Maximizing payout given two piles, followup

99 Views Asked by At

Here's a followup to my question here: Strategy for game with two piles, maximize the payout

Say I'm playing a game with two piles, both of which are initially empty. On each turn I can perform one of the following moves:

  1. Add a penny to one of the two piles at random.
  2. Pick a pile at random, and then take all of its contents for myself.

Assume a random number generator selects ahead of time, unbeknownst to me, the number of turns the game will last... it will be an integer between $100$ and $200$ inclusive, let's call it $X$. I play this game for $X$ turns. What's the expected value for this game, and what should the strategy be I take to maximize my payout?

Update: Henry asked:

Are the rules that (a) if you pick a pile under rule 2 then the game stops

No, the game still continues.

and (b) if arrives and you have never applied rule 2 then you get nothing?

Yes, that's right.

1

There are 1 best solutions below

0
On BEST ANSWER

Building a recurrence

Define a game state in terms of variables as follows:

  • $p$ = num coins currently in first pile
  • $q$ = num coins currently in second pile
  • $s$ = min possible number of remaining turns
  • $t$ = max possible number of remaining turns
  • $f(p,q,s,t)$ = best possible $E[payout]$ for the rest of this game given the state $(p,q,s,t)$.

Now we can write a recurrence based on what will happen on the very next turn. If $s > 0$ we have: $$f(p,q,s,t) = \max \Big\{\frac{p+f(0,q,s-1,t-1) + q+f(p,0,s-1,t-1)}{2}, \frac{f(p+1,q,s-1,t-1) + f(p,q+1,s-1,t-1)}{2} \Big\}$$ where the first option inside the $\max$ corresponds to taking a pile, and the second option corresponds to increasing a pile size.

If $s = 0$ we have $$f(p,q,0,t) = \frac{t}{t+1}\max \Big\{\frac{p+f(0,q,0,t-1) + q+f(p,0,0,t-1)}{2}, \frac{f(p+1,q,0,t-1) + f(p,q+1,0,t-1)}{2} \Big\}$$ which is mostly similar; the $\frac{t}{t+1}$ factor in front accounts for the possibility that the game might actually just end instead of letting us play this turn.

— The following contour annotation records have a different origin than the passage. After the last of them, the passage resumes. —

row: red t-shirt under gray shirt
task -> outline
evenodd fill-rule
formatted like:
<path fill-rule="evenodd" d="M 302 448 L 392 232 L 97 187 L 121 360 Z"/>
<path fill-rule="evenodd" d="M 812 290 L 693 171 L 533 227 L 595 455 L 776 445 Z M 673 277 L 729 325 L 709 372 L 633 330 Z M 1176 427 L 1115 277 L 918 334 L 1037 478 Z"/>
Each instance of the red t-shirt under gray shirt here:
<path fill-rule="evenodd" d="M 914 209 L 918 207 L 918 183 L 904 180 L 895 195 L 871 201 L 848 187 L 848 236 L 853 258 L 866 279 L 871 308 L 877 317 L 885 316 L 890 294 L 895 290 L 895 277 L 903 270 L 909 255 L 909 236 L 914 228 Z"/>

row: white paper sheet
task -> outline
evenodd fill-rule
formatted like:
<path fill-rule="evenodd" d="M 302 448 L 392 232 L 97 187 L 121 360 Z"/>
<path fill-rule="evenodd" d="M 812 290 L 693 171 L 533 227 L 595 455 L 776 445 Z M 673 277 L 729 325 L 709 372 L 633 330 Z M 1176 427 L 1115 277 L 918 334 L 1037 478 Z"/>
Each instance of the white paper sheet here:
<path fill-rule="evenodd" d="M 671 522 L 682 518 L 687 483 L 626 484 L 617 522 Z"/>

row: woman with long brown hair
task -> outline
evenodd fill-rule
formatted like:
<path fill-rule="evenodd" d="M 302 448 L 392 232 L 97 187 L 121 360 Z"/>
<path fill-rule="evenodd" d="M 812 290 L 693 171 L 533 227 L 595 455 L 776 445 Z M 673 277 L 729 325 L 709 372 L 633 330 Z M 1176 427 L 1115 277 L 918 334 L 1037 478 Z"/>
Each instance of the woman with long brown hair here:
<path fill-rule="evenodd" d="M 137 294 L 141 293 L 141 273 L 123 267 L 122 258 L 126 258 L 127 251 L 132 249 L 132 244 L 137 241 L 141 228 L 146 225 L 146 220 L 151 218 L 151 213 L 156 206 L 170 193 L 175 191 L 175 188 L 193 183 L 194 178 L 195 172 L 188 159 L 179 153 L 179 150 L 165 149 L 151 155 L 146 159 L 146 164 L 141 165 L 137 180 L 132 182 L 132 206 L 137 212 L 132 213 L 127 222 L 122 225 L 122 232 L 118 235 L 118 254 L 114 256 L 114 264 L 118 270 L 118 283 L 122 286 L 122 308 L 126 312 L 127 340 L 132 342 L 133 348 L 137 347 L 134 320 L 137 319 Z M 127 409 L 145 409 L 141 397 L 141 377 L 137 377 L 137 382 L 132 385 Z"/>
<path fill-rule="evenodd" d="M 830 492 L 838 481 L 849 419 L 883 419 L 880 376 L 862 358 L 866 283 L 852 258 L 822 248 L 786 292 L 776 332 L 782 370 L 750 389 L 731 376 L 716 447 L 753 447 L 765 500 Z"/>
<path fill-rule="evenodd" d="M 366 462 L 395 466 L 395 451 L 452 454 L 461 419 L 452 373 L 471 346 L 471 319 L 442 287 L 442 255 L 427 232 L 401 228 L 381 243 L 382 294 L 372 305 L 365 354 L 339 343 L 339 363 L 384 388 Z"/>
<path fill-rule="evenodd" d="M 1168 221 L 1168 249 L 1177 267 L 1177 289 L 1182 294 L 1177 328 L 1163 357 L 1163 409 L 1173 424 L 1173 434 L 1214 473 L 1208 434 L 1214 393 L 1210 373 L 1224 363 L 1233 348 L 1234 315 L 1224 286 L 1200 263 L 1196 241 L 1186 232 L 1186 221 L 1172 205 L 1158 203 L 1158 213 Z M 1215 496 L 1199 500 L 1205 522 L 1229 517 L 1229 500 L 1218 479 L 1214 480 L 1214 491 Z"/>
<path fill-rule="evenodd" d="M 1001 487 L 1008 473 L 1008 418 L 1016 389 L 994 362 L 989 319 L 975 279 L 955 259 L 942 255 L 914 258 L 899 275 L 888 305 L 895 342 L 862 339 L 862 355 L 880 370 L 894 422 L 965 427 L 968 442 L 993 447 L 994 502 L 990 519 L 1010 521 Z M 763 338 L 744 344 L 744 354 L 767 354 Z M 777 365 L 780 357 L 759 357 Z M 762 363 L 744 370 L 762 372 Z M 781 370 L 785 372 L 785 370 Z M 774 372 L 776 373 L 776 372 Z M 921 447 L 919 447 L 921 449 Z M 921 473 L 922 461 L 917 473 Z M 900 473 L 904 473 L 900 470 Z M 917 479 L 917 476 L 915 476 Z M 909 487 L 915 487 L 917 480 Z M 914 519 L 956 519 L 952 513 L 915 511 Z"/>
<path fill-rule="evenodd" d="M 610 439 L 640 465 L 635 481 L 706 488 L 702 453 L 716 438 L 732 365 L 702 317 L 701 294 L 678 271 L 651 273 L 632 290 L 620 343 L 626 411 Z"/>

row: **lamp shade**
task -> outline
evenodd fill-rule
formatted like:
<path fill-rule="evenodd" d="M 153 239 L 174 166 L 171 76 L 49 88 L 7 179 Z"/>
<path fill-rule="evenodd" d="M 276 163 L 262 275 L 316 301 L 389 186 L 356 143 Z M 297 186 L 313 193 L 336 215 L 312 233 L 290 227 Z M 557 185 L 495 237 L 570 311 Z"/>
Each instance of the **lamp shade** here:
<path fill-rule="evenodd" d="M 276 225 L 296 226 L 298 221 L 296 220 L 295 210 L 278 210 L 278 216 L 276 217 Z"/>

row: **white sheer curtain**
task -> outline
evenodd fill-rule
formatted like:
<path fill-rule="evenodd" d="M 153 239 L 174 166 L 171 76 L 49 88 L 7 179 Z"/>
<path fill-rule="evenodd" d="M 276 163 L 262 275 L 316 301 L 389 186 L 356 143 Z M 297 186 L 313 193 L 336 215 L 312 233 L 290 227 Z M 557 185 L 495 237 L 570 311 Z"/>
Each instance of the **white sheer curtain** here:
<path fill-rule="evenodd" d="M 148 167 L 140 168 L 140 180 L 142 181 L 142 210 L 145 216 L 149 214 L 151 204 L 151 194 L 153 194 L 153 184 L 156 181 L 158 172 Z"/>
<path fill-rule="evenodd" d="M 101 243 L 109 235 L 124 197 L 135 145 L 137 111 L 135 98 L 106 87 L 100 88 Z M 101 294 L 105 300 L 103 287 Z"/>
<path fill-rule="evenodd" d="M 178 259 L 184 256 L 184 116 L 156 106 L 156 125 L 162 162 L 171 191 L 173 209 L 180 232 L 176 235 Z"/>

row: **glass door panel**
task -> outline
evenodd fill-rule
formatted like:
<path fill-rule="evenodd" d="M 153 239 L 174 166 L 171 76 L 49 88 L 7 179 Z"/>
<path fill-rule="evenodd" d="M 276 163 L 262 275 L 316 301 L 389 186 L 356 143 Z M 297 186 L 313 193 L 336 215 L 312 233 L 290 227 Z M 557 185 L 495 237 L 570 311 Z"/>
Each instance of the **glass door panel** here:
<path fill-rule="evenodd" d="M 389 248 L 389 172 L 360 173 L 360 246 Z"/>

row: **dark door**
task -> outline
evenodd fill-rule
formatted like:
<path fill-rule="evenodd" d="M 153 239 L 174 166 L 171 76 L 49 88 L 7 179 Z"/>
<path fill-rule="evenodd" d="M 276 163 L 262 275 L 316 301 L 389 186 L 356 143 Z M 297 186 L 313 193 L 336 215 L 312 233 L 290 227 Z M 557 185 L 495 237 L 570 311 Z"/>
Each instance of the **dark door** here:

We also need some base cases. $f(p,q,0,0) = 0$ regardless of $p,q$: no more turns will be played, so it doesn't matter what's in the piles.

Getting an answer using Python

We want to find $f(0,0,100,200$. The recurrence built above looks quite messy, and it may be difficult/impossible to find a nice closed form solution. Fortunately, we can instead just plug into the recurrence over and over using a computer. This is called dynamic programming.

The total number of game states that could ever arise is pretty limited. We'll always have $p+q \le 200$ and $t \le 200$, and $s$ doesn't increase the state space because we'll always have $s = \max\{t-100,0\}$. That means we have around $200^3 = 8$ million states total, which is no problem for a computer.

I wrote a quick Python script to print the optimal expected score; you can see it here. Try editing the game length (via parameters MIN_END and MAX_END at the top) and then click Run to see how the optimal score changes. For your stated version with MIN_END = 100 and MAX_END = 200, the answer is 133.76.

Strategy insights

It seems clear that the best strategy should involve adding to piles for awhile, and then trying to reap the benefits near the end of the game. The Python program lets me see what strategy was optimal in different game situations. In this section I'll write some patterns I looked into for purposes of getting rough intuition about how to play optimally. (The numbers below are specific to the case MIN_END = 100, MAX_END = 200.)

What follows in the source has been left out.